Other work and personal life
Holiday also did some sculpture, in 1861 producing a piece called Sleep which attracted favourable critical interest.Holiday worked for architect William Burges for a period, including providing wall and ceiling paintings for Worcester College, Oxford and furniture paintings - including Sleeping Beauty for the headboard in the bedroom of Burges's home The Tower House itself. The Sleeping Beauty bed is now in the collection of the Cecil Higgins Art Gallery & Bedford Museum. Holiday has four oil paintings in British national public collections.
In October 1864, Holiday married Catherine Raven and they moved to Bayswater, London. His wife was a talented embroiderer who worked for Morris & Co. They had one daughter, Winifred.
In 1867, Holiday visited Italy for the first time and was inspired by the originality of the Renaissance artists he saw on display there. In 1871 he went to Ceylon as part of the " Eclipse Expedition". His astronomical drawings were subsequently published in the national press and attracted great interest.
On his return to England in 1872, he commissioned architect Basil Champneys to design a new family home in Branch Hill, Hampstead, which was named "Oak Tree House" - in 1888, William Gladstone himself was a visitor.
In January 1874, Holiday was commissioned by Lewis Carroll to illustrate The Hunting of the Snark. He remained friends with the author throughout his life. Holiday's illustration to the chapter The Banker's Fate might contain pictorial references to the etching The Image Breakers by Marcus Gheeraerts the Elder, to William Sidney Mount's painting The Bone Player and to a photograph by Benjamin Duchenne used for a drawing in Charles Darwin's The Expression of Emotions in Man and Animals.
From 1899, Holiday worked with Jessie Mothersole as studio assistant and she remained closely associated with the family until Holiday's death.
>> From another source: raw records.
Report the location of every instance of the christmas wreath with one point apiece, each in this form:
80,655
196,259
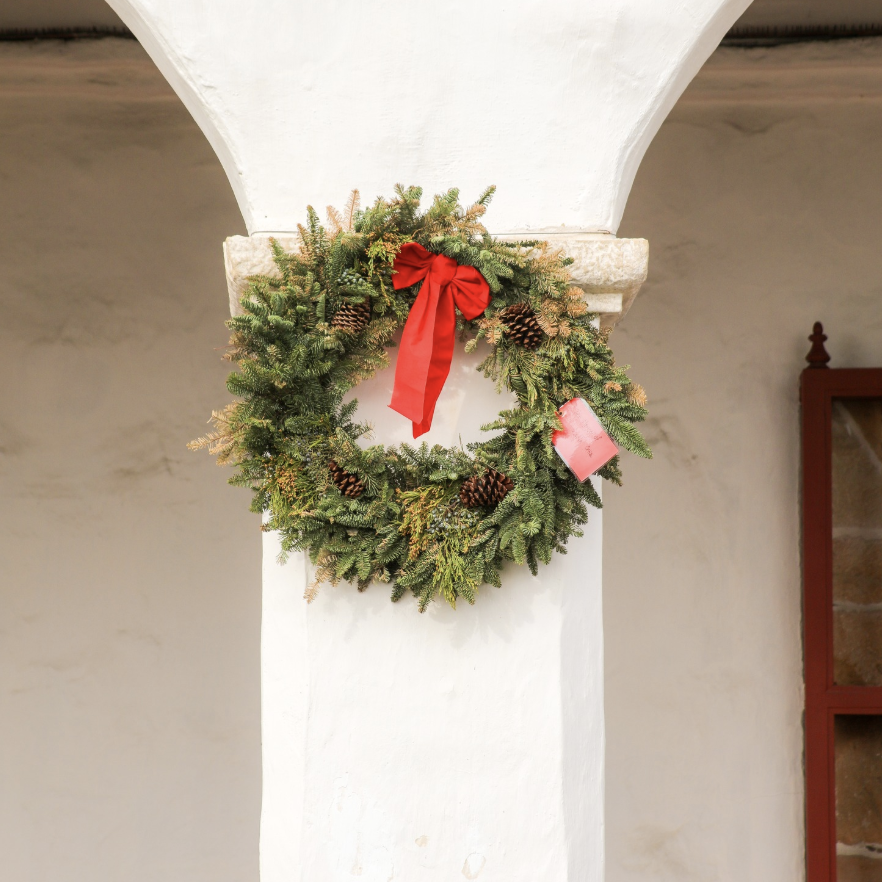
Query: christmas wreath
429,520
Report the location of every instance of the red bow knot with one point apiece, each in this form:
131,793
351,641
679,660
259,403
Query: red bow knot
427,342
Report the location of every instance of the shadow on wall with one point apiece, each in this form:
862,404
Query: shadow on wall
129,711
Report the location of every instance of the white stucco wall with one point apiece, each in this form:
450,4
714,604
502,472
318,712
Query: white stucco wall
554,103
761,201
129,572
129,642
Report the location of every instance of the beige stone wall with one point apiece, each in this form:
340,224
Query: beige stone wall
129,572
760,198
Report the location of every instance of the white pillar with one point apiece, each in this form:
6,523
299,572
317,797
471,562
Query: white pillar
424,747
457,742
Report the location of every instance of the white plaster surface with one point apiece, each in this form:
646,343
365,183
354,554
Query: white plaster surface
554,103
764,216
129,638
470,742
129,571
453,744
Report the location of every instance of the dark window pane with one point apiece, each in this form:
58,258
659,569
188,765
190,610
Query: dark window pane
858,747
857,541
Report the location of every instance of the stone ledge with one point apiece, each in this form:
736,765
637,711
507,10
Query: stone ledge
610,271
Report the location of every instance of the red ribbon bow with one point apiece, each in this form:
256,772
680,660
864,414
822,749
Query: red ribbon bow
427,342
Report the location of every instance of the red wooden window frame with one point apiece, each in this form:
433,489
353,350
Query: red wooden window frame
824,700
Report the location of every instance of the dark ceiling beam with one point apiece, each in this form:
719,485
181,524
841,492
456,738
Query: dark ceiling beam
737,36
779,35
21,35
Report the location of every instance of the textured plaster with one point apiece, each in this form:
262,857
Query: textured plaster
129,571
764,216
303,101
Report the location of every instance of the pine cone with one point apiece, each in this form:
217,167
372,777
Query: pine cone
348,484
522,325
487,489
352,317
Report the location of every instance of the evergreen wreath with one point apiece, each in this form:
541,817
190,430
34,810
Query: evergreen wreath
429,520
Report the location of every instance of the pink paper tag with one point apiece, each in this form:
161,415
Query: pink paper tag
583,443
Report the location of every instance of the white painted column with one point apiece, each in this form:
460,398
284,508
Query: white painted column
457,742
468,743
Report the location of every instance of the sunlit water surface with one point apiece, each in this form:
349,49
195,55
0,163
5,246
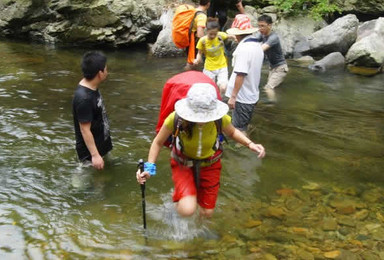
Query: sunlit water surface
324,130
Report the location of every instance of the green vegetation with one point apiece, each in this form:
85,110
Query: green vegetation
316,8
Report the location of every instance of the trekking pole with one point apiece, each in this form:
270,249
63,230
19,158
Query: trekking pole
140,166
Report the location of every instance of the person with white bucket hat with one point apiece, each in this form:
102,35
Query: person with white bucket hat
196,150
243,85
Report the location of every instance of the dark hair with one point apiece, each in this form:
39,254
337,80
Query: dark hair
92,63
265,18
213,23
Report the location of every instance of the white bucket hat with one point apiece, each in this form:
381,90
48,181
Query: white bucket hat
201,104
241,25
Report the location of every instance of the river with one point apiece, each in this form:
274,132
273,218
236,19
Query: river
317,192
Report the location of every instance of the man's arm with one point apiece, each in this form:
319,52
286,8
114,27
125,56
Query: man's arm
238,83
265,46
97,160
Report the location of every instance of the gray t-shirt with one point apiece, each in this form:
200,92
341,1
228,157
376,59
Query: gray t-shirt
274,53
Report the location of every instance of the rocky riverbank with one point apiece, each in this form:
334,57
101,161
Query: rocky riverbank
117,24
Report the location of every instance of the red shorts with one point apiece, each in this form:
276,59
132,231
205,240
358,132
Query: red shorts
183,179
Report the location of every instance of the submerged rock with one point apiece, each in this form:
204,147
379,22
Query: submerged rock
331,61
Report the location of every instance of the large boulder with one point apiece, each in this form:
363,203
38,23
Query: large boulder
368,50
370,7
293,33
334,60
336,37
93,22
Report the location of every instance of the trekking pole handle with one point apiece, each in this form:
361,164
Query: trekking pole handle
140,165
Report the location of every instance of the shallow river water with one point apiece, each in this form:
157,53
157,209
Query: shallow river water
318,193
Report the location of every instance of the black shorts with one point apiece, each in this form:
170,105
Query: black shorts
242,115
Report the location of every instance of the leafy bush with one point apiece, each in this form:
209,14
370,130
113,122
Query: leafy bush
316,8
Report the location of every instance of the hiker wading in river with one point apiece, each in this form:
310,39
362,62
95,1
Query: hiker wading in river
196,126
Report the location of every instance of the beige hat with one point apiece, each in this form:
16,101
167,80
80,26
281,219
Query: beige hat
241,25
201,104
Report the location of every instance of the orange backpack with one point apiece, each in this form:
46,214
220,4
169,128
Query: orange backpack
182,24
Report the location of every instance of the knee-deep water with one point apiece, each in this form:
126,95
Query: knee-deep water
317,194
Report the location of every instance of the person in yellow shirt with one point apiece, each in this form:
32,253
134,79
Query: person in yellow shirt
197,31
212,46
195,162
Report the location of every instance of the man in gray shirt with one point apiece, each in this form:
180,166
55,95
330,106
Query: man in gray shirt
272,48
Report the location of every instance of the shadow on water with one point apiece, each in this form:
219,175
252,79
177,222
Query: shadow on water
319,189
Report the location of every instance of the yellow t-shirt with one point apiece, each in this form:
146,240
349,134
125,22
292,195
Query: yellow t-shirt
214,51
200,21
200,146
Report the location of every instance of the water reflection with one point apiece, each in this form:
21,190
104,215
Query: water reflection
324,138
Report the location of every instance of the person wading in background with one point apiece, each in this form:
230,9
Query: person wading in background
93,138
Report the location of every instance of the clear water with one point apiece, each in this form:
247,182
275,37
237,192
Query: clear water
326,129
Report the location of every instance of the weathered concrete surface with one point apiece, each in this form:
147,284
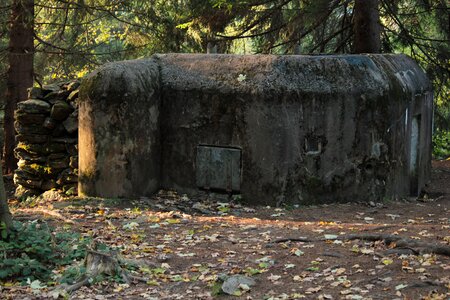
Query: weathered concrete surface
119,140
310,128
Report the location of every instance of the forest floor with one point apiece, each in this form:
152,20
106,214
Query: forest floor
190,245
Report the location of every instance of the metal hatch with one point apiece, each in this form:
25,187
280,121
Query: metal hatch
218,168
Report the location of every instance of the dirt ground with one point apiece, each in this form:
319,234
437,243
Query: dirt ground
290,252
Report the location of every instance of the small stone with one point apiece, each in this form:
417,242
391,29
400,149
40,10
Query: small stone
56,156
61,110
56,96
42,149
34,106
73,95
73,86
29,129
59,163
71,123
25,118
50,195
65,140
29,183
49,123
23,192
32,138
66,177
72,149
74,162
35,93
49,184
59,131
70,189
25,155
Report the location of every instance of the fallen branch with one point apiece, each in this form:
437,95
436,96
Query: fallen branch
299,239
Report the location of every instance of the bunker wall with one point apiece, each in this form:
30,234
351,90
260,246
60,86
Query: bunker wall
298,129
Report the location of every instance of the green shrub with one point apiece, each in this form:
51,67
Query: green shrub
31,251
441,144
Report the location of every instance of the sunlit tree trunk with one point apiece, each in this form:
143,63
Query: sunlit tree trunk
20,71
367,27
5,215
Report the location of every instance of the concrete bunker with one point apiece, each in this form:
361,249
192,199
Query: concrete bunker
299,129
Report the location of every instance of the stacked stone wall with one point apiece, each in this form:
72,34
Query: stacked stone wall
47,140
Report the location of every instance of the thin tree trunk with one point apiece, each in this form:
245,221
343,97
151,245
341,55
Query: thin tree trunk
367,28
5,215
20,72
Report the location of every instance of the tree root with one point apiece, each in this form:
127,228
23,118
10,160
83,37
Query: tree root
98,263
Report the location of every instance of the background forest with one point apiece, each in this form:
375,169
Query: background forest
69,38
46,41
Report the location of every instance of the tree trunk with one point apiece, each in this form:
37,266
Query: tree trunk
5,215
366,27
20,71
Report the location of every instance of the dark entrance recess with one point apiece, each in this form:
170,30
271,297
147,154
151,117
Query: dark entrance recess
218,168
414,156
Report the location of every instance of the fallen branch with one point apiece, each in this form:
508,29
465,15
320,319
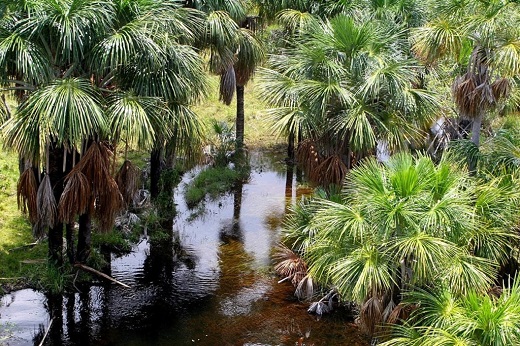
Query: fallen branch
92,270
46,332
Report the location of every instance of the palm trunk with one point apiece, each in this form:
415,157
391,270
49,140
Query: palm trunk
69,236
239,126
475,138
56,175
84,235
55,241
172,147
290,146
155,171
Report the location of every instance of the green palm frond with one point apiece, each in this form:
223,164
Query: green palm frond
437,39
66,110
251,54
466,273
297,22
122,48
278,89
345,223
221,35
179,76
235,8
365,271
134,119
438,308
423,254
21,56
185,24
76,24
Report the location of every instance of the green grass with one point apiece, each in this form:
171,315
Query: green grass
26,266
212,181
257,132
19,263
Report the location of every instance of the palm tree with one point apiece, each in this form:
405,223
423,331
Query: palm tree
407,223
234,52
479,36
443,318
346,84
78,67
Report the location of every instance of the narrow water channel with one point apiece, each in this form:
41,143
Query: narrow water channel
215,288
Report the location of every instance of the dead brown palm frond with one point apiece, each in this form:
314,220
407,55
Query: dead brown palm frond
46,205
371,315
108,203
227,85
332,170
95,164
127,179
76,197
26,192
308,157
465,96
289,265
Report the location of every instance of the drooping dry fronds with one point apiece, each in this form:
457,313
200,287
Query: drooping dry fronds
401,312
308,156
95,164
501,88
76,197
305,288
46,205
108,203
26,192
127,179
227,85
371,315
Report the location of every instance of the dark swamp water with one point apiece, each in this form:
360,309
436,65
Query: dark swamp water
215,288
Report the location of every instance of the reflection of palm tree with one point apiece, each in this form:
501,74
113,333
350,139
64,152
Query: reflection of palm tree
233,231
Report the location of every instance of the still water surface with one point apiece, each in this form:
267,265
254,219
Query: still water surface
215,288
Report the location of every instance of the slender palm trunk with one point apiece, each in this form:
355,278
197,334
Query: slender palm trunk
69,236
84,235
155,171
290,146
172,147
475,138
239,126
56,175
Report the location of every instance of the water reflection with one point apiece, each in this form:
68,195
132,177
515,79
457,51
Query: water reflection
208,283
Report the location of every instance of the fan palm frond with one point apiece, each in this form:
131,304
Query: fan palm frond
134,119
227,85
250,54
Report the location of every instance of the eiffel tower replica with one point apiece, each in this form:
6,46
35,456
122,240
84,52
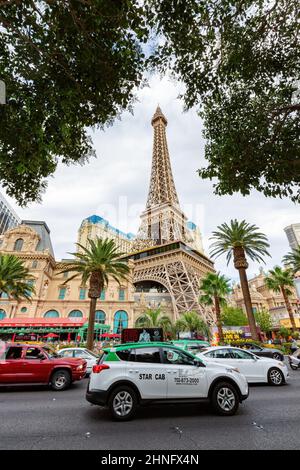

In 1906 Holiday gave Mothersole a drawing of his daughter Winifred, which later was acquired by the British Museum.
In 1907, Holiday went to Egypt, painting a series of watercolours and illustrations on ancient Egyptian themes. These were exhibited at "Walker's Gallery", London, in March 1908 jointly with Jessie Mothersole who had been working on Egyptian archaeological drawings and watercolours since 1903/4. In 1907-08, he commissioned the building of a holiday home, Betty Fold in his favourite part of the Lake District.
Between 1912 and 1919 he painted the apse of the east end of St Benedict's Church at Bordesley, Birmingham, depicting Christ in Glory with angels, and saints in arcading, below, in Byzantine-style.
Holiday had been a socialist throughout his life and, together with his wife Kate and daughter Winifred, supported the Suffragette movement. The family were close acquaintances of Myra Sadd Brown and Emmeline Pankhurst and her daughter, and had organised local suffragette meetings in the Lake District.
Holiday died on 15 April 1927 in London, two years after his wife, Kate. His nephew, Gilbert Holiday, son of Sir Frederick Holiday, was also an artist who also has paintings in British collections.